A inteligência artificial (IA) já entrou no mercado de trabalho brasileiro.
Entrou nas empresas, nos escritórios, nas rotinas administrativas, no
atendimento, nas análises, nos relatórios e até em atividades que, até pouco
tempo atrás, pareciam protegidas pela formação universitária. O problema é que
o Brasil continua debatendo esse tema como quem comenta uma tendência futura,
quando na prática a mudança já começou.
Há um erro recorrente nessa discussão. Fala-se demais sobre máquinas
substituindo pessoas, como se esse fosse o centro da questão. Não é. O ponto
mais grave é outro: o país não está formando trabalhadores na velocidade
exigida por essa transformação. A tecnologia avançou. A qualificação, não.
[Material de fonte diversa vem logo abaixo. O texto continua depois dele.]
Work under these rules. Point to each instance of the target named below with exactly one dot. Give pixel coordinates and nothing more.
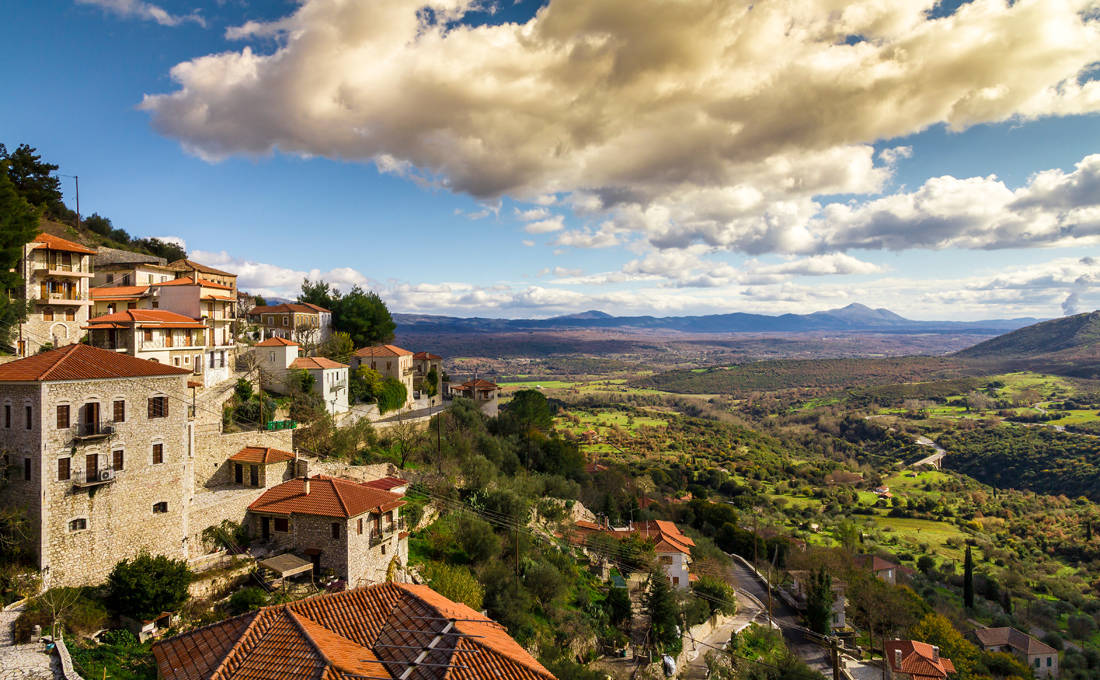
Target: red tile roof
(316, 362)
(382, 350)
(144, 318)
(328, 497)
(919, 659)
(52, 242)
(187, 281)
(276, 342)
(375, 632)
(83, 362)
(263, 456)
(288, 307)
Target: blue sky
(667, 162)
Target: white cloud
(147, 11)
(716, 121)
(547, 226)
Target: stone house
(913, 660)
(1042, 658)
(97, 445)
(382, 631)
(56, 273)
(304, 322)
(351, 528)
(484, 393)
(389, 361)
(277, 357)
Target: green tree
(19, 222)
(146, 585)
(820, 599)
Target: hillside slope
(1074, 332)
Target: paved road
(816, 656)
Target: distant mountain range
(853, 318)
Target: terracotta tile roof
(52, 242)
(921, 660)
(101, 292)
(276, 342)
(347, 635)
(386, 483)
(186, 281)
(316, 362)
(288, 307)
(382, 350)
(1011, 637)
(328, 497)
(264, 456)
(83, 362)
(144, 318)
(187, 265)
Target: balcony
(101, 476)
(91, 431)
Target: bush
(146, 585)
(246, 600)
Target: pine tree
(968, 580)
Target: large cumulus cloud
(711, 121)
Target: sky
(530, 158)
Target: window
(158, 407)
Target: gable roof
(288, 307)
(919, 659)
(376, 632)
(52, 242)
(263, 456)
(316, 362)
(143, 318)
(187, 265)
(83, 362)
(1011, 637)
(276, 342)
(382, 350)
(328, 496)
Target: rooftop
(83, 362)
(328, 496)
(374, 632)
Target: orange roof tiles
(144, 318)
(316, 362)
(83, 362)
(375, 632)
(264, 456)
(52, 242)
(382, 350)
(921, 660)
(328, 497)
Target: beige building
(388, 360)
(98, 446)
(303, 322)
(353, 529)
(57, 275)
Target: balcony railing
(92, 431)
(98, 476)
A IA não elimina apenas funções simples e repetitivas. Ela também reduz tempo,
enxuga etapas, redistribui tarefas e muda o perfil de quem continua sendo
necessário dentro das organizações. Em muitos casos, o emprego não desaparece
por completo, mas passa a exigir competências que o trabalhador não teve oportunidade
de desenvolver. É aí que mora o risco real.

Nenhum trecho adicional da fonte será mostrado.